Friday, October 8, 2010

I don't post here nearly enough: New Projects fo Seminar

So I haven't posted about art in Months. Yeah, I've been really good at keeping this blog, no wonder no one reads this. Anyway, I'm here in the wee hours of the morning to hopefully fix that. Allow me to elaborate on what the hell I'm supposedly doing these days.

Taken from my seminar blog: http://jmcvey.net/sylva/

* * *

Legos

I’m going to call this methods “Legos” for the time being, it’s catchy enough. The original sketches for this project involved various block shapes stacked up on top of each other, slowly becoming more distant from each other vertically. To give you a visual in lieu of the obvious lack of photography, it’s like falling tetris blocks. The idea was to take actual legos or perhaps pieces of wood and glue them to a large acrylic board to give it that “free floating” appeal. Unfortunately, this does not seem all that likely. It might be possible to make the image digitally, print it on vellum and have the semi-transparent appeal work for what it was worth, but that might seem a tad boring.

Then I started working with actual legos and then this train wreck started to look half decent. Markus Raetz did a sculpture that was the word “YES” from one perspective. When turned around, the shapes realigned and made the word “NO.” I am rather taken with the playful nature of many of his works, so I tried to do something like it without attempting to completely rip off his work. So far, I haven’t had a much luck as I would have hoped. There is only so much I can do with lego blocks. I shouldn’t try to make a transition piece since it would too close to the original piece I’m basing this on, I prefer not have seen as a rip off. At least, not right away. I have been contemplating moving up to Duplo or perhaps actual pieces of lumber.

“Speech”

And here we have yet another idea that I have been playing with for some time now since early last March, perhaps even earlier than that. Taking “speech” or perhaps a large amount of letters and words and having the letters act as small fragments of an image as they are shaded differently. The finished image is made up of various different sheets that all together make the image, much like an old animation cel. I’ve made pieces like this before, so I know there is a larger success rate for this approach. However, the trick for this one is making sure I’m doing something new rather than what I have been doing. I have been considering making it into a sort of assembly, bringing the flat image out to at a 2-D perspective. This would require thin mounting board, preferably something I can cut into without too much trouble. That particular approach to this method might be a tad pretentious of me, I’m still playing around with it.
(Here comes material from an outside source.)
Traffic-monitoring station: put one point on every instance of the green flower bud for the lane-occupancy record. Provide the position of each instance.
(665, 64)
It’s very similar to Christopher Burnett’s “Sprawlcode”, which takes what I’ve done a step further by having each letter or character have it’s own individual color, which I believe is at least possible for me to attempt. Whether or not it’s even nessessary has yet to be decided. Here is the second “Speech” piece I made with Martin Luther King Jr.’s “I Have a Dream” speech. (Please pardon the watermark on the image below)

“Bars”

This is one of the earlier ideas I came up with. It starts with an image, a photograph would be a better example. That photo is cut into various strips which are then lined back up with each other to form a fragmented remainder of the original. The strips would cross over each other close enough to recreate the image minimally but far enough to have large spaces in between some strips. This one is going to be attempted small first, just to see whether it can be done and hopefully translated to a bigger format if there is some success to be had. This one feels like it will be a lot of fun to make, let’s hope I’m right.
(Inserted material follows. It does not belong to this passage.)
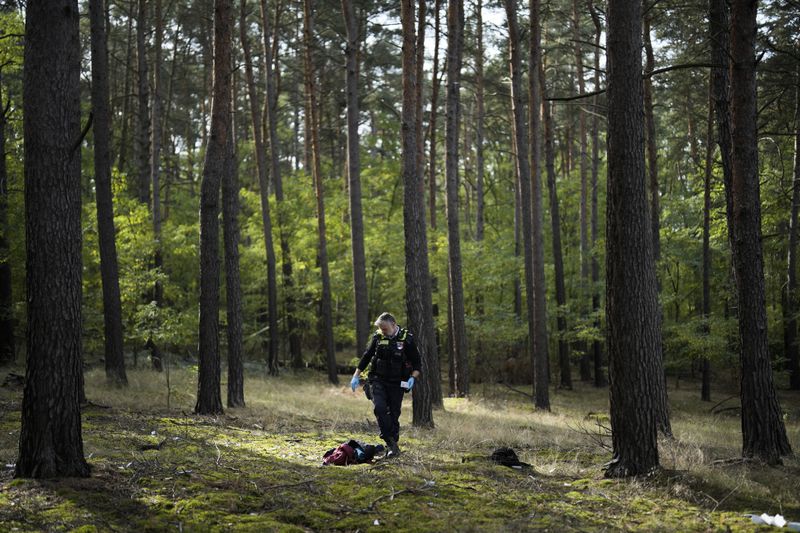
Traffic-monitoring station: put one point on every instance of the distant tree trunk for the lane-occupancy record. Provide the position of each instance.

“Explosive Diagram Gundam Model”

This is exactly what it sounds like. The idea involves taking a Gundam Model kit (perferable a RG or MG level, 1/100 scale would be ideal) and creating a physical explosive diagram from the various pieces used to create it. For those who might not have an idea of what I am talking about, this is an explosve diagram:

What I would need to do is find a material that would be thin like wire, only as translucent as fishing line to better establish that “free floating” appearance. What ideally this would turn out to become is half finished, normal assemblage while the other half had pieces floating out from different lengths much like the diagram. If it’s hard to get a visual of this in your head, I apologize since the idea is still a little raw. I have yet to find a model kit that would best suit my purposes for this approach, but that shouldn’t prove to be too difficult.

* * *

So there we go, even manage to get the pictures there too. Ain't I wonder? I have been told my work has been nothing more than the development of "effects", making my projects nothing but soul-less shams. I'm not going to deny that there is no philosophy for any of these projects and I'm going to be frank, I don't really care. My project is the exploration of methods, it's the process of discover process. It feels like I'm building a body just waiting for someone to throw something inside and make it whole. But then we have the question "Why don't you give your terrible homunculus a soul good sir?" I would respond "Why should I? And if I did, what am I supposed to put in there?"

Despite this jibber-jabber , I've got to get cracking on making some actual art for this. I've behind on almost everything it seems and to make matters worse I've screwed up my sleeping pattern. Oh well, FOR PROGRESS!